Dès la première scène, Laurentiu Ginghina, un employé communal de la ville natale du cinéaste, et son ami, qui se rêvait travailleur en forêt ou en exploitation agricole, lui raconte comment il s’est cassé le pied lors d’une partie de football en 1986, lorsque 10 personnes se sont précipitées sur lui parce qu’il avait le ballon. Les graves séquelles de cet événement ont donné l’idée à ce passionné de foot, dès lors frustré, d’imaginer et de perfectionner sans cesse de nouvelles règles pour diminuer les contacts physiques lors d’un match. À cet effet, il dessine un terrain octogonal, trace des lignes verticales supplémentaires et impose aux joueurs de ne pas sortir de leur zone de jeu !

La quête d’une forme d’utopie

Exposée d’une voix calme la démonstration du procédé par Ginghina à l’aide d’un tableau blanc et d’aimants puis le match d’entraînement cocasse – le ballon ne quitte plus certaines zones du terrain –, appliquant ces nouvelles règles, a de quoi déconcerter mais va au-delà d’un exercice d’humour autistique, pour dévoiler de façon subtile la quête d’une forme d’utopie qui puisse triompher de l’absurdité du quotidien. On pourrait imaginer que ce bref et original documentaire n’est pas à conseiller à ceux qui ne s’intéressent pas au foot mais il n’en est rien.

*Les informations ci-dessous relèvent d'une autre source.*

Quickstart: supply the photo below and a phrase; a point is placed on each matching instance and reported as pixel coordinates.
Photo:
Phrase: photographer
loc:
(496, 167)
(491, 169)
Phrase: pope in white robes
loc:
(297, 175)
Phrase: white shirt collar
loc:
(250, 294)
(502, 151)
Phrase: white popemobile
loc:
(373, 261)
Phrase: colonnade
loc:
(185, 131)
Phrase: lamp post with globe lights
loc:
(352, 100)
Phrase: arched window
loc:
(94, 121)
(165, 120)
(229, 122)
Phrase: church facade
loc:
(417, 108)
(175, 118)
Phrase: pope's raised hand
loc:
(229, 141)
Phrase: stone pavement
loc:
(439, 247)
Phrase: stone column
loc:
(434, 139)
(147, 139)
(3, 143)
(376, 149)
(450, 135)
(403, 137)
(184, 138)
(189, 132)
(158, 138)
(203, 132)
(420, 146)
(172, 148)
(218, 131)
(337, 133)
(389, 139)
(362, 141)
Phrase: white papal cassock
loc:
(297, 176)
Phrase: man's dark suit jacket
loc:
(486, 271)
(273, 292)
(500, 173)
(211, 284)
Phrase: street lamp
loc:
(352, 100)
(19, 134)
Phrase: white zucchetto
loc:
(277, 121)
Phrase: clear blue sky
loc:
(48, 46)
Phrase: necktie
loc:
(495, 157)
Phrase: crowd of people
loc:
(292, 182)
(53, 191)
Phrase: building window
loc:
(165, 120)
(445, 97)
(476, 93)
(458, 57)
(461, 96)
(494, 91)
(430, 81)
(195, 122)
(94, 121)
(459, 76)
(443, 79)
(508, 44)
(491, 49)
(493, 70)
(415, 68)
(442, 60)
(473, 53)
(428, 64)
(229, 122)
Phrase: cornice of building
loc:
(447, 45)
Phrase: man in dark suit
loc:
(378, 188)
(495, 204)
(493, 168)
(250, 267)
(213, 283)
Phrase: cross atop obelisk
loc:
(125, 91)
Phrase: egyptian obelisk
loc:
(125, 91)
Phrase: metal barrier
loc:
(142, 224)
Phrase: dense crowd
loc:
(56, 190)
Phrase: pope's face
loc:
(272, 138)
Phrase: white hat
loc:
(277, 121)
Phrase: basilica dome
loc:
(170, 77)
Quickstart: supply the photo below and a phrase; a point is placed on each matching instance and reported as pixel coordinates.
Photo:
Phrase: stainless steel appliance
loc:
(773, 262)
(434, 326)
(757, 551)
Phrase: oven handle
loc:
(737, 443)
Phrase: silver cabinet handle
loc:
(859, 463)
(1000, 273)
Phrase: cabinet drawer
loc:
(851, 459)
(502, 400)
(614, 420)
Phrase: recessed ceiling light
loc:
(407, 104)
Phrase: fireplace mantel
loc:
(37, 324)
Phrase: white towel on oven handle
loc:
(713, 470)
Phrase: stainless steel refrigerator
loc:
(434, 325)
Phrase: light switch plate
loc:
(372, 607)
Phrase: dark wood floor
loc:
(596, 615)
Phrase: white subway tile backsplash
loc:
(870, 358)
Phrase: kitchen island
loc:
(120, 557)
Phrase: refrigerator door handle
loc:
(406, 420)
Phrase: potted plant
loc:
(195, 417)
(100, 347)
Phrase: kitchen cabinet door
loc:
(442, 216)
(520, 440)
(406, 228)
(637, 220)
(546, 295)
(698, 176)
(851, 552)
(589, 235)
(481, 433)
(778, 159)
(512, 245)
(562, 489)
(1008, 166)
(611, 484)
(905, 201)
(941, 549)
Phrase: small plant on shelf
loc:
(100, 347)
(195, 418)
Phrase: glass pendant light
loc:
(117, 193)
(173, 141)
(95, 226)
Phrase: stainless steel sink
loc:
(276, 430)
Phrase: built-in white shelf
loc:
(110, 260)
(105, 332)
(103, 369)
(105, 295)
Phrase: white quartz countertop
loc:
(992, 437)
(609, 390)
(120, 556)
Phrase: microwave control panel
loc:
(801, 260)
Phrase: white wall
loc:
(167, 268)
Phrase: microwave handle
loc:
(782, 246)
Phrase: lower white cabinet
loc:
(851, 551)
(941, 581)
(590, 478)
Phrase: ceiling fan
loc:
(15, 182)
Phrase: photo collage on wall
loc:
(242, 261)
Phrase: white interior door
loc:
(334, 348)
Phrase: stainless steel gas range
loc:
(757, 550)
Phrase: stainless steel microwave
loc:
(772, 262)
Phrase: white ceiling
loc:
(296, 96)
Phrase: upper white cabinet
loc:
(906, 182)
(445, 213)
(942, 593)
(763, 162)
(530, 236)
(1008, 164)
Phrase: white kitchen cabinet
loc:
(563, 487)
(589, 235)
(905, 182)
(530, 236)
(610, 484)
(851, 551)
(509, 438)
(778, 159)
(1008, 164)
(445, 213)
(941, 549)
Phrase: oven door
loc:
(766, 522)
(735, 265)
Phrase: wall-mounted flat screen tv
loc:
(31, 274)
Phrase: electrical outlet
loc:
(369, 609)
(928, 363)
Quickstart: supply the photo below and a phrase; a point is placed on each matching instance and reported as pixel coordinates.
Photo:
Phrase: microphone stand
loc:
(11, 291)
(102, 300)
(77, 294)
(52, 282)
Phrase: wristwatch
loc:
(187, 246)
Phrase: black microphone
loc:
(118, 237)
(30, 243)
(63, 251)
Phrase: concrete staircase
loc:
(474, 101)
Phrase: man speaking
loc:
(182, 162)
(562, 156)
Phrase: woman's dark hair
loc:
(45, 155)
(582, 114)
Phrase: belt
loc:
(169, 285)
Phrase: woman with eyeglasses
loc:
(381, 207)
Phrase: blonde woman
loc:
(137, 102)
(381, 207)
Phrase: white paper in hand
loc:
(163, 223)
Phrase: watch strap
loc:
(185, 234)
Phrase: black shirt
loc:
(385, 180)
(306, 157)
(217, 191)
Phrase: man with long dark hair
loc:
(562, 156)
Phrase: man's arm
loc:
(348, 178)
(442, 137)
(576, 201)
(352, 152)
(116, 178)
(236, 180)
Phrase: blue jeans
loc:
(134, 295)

Grâce à une mise en scène sobre mais efficace, le spectateur s’attache à cet homme qui le touche par sa ténacité comme par son grain de folie et qui déploie dans ses échanges avec le réalisateur, à travers des discussions aux références multiples, une lecture philosophique de la destinée humaine. Cette fable réelle n’est-elle pas le prétexte qui permet d’évoquer le changement, l’adversité, la renégociation continuelle des possibles, à travers une méditation sur la manière de transformer un malheur en opportunité ?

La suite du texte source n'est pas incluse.